Dobutamine stress echocardiography (DSE) is recommended to discriminate high-risk patients with ischemic heart disease; however, the accuracy of DSE varies widely among studies as a result of various selection criteria [3] and the inability to achieve the predicted target HR to provoke wall motion abnormalities. This inadequacy is based on the failure of beta receptors to respond to sympathetic stimulation in patients with LC or the use of beta blockers to prevent variceal bleeding. Therefore, the accuracy of DSE is questionable, and its sensitivity is reported as low as 13-14% [6-7]. Nicolau-Raducu et al. [8] demonstrated that DSE has 9% sensitivity, 33% positive predictive value, and 89% negative predictive value for predicting early cardiac events after LT.
The autonomic nervous system is an important regulator of cardiovascular homeostasis, and an HR analysis is considered a surrogate of vagal and sympathetic disturbances. Therefore, HR measurements have been recognized as a prognostic factor in many clinical investigations [9-12]. Studies showing reduced HR variability, which correlates with disease severity, central hypovolemia, and the degree of portal hypertension have also been reported [13-14]. Kim et al. [15] found that sympathetic withdrawal is associated with hypotension after graft reperfusion during LT.

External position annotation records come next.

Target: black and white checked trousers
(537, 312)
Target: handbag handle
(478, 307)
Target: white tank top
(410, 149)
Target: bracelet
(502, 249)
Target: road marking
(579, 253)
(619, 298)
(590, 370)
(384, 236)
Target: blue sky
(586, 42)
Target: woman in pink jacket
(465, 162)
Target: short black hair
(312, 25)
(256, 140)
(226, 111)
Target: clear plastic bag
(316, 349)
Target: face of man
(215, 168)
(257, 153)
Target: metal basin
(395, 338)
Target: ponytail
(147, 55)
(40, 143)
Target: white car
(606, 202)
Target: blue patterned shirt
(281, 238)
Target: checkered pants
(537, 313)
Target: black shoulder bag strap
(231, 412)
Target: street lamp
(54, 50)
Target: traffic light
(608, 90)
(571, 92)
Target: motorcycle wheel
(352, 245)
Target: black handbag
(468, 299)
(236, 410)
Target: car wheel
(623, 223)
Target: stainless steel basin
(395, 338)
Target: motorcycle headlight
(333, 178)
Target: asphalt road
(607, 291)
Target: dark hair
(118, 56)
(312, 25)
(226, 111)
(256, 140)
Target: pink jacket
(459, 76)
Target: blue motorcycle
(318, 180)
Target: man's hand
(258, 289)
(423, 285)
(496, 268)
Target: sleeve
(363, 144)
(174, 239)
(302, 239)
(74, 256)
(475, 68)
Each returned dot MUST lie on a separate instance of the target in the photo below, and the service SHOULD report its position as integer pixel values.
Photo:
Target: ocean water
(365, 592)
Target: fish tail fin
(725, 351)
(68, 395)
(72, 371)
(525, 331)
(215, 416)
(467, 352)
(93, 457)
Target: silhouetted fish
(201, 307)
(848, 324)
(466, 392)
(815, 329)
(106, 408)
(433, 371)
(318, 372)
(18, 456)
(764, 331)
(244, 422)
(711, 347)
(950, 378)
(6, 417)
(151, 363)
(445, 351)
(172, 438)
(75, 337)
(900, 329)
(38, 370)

Patients with LC have an increased resting HR due to hyperdynamic circulation, increased circulating catecholamines, and cirrhotic cardiomyopathy [16-17]. Kwon et al. [18] demonstrated that resting HR is associated with all-cause mortality in LT recipients and showed that patients with HR >80 beats/min are significantly associated with a higher risk for all-cause mortality (hazard ratio 1.83) compared to patients with HR ≤65 beats/min.